When I was a kid I stole money from my mom’s purse. I stole money from my Gammy’s purse too. I’m not proud of this. At the time I felt it was a necessary evil; a short and sharp thrill that put me in fair standing with the other kids in my universe. There wasn’t a lot of money in my life back then. I took a bus to school on the upper east side, walking whenever I lost my bus pass. I sat in a classroom with kids whose parents were CEOs, powerful lawyers, and TV stars. I was a kid from harlem who tried to fit in. Fitting in meant money.
We were not entirely poor. I think that is the key argument I’m making here. My mom had a little money. When my father was alive we had a boat and a car and went fishing at least once a month. This is the sort of thing that is unheard of for an inner city kid. After he died the money went away. It didn’t dry up. My mom just was tighter on the purse strings than he was. She was a bootstrapper and believed that I needed to make my own way. Of course I wasn’t allowed to have a job, so there was no actual way to make my own way. In truth I think she wanted me to depend on her in order to have anything. I did.

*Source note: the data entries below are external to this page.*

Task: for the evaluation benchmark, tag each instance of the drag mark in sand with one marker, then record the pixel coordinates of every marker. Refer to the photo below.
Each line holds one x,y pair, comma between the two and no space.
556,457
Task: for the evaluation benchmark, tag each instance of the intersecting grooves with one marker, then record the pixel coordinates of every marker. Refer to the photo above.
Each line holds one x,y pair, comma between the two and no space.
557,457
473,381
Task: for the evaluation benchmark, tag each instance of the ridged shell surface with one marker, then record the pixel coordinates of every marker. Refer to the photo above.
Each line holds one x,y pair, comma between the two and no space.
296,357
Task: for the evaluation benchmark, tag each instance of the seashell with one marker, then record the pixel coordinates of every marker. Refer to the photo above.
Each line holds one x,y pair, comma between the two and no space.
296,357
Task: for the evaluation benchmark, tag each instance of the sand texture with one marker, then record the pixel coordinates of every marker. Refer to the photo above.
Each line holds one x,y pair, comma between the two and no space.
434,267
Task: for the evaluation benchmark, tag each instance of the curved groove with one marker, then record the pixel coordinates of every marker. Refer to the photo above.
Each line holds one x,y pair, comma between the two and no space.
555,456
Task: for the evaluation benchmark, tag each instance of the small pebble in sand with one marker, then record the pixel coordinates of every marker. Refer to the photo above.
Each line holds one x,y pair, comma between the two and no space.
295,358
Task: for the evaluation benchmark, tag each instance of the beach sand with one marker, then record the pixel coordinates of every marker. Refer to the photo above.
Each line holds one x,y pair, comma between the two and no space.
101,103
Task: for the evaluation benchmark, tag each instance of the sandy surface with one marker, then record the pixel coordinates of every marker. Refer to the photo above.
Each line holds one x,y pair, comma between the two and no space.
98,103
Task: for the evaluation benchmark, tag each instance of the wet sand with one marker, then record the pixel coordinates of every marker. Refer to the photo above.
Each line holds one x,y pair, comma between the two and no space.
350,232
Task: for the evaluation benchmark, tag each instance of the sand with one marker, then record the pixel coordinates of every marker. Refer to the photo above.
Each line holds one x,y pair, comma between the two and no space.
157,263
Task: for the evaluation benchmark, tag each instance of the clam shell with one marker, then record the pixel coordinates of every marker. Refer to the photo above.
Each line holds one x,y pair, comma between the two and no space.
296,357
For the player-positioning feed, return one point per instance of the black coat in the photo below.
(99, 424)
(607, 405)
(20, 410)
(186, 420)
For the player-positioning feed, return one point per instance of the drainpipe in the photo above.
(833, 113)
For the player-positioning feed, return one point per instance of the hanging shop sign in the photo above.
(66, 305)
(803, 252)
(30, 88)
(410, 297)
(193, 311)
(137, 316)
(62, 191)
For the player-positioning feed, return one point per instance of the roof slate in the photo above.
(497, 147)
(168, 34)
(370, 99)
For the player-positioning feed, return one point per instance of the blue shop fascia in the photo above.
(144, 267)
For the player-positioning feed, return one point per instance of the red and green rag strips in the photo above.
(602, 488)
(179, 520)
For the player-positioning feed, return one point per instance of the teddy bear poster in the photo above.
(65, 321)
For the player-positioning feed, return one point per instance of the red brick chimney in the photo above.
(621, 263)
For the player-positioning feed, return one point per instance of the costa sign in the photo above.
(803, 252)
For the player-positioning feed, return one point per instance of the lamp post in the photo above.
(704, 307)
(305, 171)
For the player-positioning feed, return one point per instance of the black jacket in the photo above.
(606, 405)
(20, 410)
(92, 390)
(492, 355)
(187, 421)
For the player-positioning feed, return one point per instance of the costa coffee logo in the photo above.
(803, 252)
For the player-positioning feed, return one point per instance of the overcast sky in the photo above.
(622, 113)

The problem with dependence is that you no longer have control of what you have. I lived in a world full of kids who had everything they wanted, and I was the kid who hung out with them and couldn’t even go to the candy store when they did. That worked okay for a while, but as we grew older and were given more freedom to wander away from the school, my friends started bringing lunches or jogging down to the hot dog cart by the MET. They changed. The social dynamic changed. My home life did not change.
That’s how I wound up taking money out of my mom’s purse.